Bagi kaum Muslimin di seluruh dunia, solusi ini wajib ditolak, terlebih lagi bagi bangsa Indonesia yang merupakan negara dengan populasi Muslim terbesar di dunia. Sebagaimana telah tertulis dengan jelas dalam Pembukaan Undang-Undang Dasar 1945: "Sesungguhnya kemerdekaan itu adalah hak segala bangsa, dan oleh sebab itu, penjajahan di atas dunia harus dihapuskan karena tidak sesuai dengan peri-kemanusiaan dan peri-keadilan."

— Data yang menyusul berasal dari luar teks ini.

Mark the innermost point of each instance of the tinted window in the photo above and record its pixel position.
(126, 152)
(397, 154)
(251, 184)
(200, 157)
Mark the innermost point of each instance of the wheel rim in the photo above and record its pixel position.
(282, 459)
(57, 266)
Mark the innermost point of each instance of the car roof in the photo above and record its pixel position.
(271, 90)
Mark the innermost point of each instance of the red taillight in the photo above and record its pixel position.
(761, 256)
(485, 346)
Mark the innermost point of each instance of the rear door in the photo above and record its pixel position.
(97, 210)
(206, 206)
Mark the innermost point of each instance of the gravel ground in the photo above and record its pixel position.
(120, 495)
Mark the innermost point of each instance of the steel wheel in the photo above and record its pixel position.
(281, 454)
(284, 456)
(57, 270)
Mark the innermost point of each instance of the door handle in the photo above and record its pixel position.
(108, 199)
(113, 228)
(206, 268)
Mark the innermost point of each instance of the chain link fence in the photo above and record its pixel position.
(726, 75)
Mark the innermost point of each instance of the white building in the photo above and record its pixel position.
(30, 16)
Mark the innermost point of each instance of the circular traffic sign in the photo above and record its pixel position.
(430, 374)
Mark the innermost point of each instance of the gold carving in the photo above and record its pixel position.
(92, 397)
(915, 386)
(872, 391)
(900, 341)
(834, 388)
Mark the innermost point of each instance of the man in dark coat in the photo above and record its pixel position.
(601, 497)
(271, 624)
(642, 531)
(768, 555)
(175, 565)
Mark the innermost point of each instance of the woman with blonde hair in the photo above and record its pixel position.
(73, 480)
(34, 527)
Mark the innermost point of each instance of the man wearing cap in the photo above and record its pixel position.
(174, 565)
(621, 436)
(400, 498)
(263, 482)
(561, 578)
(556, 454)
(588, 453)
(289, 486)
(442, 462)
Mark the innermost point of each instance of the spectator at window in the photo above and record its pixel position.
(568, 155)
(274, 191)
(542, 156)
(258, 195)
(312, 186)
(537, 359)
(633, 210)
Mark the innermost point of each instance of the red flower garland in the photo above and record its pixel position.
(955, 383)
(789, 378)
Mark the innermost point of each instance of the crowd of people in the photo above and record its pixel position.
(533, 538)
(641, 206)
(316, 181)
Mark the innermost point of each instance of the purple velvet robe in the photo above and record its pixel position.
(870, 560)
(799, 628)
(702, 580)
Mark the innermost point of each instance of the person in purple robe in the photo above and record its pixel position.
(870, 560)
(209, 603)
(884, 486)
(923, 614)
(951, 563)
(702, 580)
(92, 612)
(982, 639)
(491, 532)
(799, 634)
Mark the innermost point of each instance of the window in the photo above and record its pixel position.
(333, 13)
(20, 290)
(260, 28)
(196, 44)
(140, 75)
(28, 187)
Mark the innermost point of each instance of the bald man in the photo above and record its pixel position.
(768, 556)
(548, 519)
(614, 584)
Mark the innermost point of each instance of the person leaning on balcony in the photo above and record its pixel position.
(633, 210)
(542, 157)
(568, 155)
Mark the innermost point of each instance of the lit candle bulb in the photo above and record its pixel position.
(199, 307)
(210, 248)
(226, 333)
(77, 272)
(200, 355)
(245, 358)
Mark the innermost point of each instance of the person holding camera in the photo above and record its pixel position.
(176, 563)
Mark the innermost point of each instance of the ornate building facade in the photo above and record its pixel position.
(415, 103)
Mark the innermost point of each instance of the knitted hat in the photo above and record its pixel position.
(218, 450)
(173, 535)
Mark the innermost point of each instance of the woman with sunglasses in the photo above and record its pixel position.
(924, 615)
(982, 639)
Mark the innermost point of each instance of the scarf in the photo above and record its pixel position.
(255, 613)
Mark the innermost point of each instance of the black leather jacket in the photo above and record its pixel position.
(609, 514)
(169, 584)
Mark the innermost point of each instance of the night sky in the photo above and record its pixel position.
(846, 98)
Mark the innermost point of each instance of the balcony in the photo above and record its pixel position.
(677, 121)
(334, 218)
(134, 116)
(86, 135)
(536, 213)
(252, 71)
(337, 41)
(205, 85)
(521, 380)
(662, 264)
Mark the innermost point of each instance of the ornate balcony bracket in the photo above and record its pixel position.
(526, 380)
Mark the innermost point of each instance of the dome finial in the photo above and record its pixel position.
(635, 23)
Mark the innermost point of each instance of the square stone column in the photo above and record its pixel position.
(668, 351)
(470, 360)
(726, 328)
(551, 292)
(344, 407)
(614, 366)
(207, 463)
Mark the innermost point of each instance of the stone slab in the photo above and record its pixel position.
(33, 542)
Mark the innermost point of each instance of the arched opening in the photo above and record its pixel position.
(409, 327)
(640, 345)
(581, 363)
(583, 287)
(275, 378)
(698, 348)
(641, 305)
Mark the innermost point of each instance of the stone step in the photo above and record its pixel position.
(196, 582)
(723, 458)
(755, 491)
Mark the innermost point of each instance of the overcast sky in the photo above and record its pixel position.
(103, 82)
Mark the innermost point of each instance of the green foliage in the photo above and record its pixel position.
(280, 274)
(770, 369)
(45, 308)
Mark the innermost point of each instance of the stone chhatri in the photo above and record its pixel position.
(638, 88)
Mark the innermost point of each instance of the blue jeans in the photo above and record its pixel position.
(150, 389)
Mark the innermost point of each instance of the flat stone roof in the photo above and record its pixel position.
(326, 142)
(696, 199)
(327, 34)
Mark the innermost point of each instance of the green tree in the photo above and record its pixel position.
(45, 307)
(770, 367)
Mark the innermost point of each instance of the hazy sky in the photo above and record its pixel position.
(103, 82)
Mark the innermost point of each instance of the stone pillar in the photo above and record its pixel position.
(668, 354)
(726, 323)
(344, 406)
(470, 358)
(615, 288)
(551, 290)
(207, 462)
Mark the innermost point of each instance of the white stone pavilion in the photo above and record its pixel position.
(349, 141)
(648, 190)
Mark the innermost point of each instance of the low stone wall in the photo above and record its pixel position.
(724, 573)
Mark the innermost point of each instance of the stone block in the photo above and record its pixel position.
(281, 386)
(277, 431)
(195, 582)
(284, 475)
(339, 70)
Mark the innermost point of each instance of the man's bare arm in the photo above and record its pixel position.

Menerima solusi dua negara berarti menyetujui penjajahan, kebiadaban, dan kekejaman Israel atas tanah Palestina. Ini tidak ubahnya seperti dahulu Belanda menjajah Nusantara, mengeksploitasi sumber daya dan menindas rakyat. Namun bangsa ini tidak memilih jalan kompromi. Tidak ada solusi dua negara di sini—misalnya Belanda menguasai Jawa dan Sumatera, sementara Indonesia mengelola Kalimantan dan Sulawesi. Tidak! Bangsa ini memilih jalan jihad dan perjuangan hingga berhasil mengusir penjajah.

Rasulullah ﷺ bersabda:

مَنْ أَخَذَ شِبْرًا مِنَ الأَرْضِ ظُلْمًا، فَإِنَّهُ يُطَوَّقُهُ يَوْمَ القِيَامَةِ مِنْ سَبْعِ أَرَضِيْنَ
"Siapa saja yang mengambil sejengkal tanah secara zalim, maka Allah akan mengalungkan tujuh bumi pada Hari Kiamat di lehernya." (HR. Muttafaq ‘alayh)

Prof. Dr. Abdul Al-Fattah El-Awaisi, seorang pakar geopolitik yang lahir di tenda pengungsian Palestina dan terusir oleh Israel, ketika ditanya tentang solusi dua negara, menjawab singkat: "Rubbish" (Omong kosong!).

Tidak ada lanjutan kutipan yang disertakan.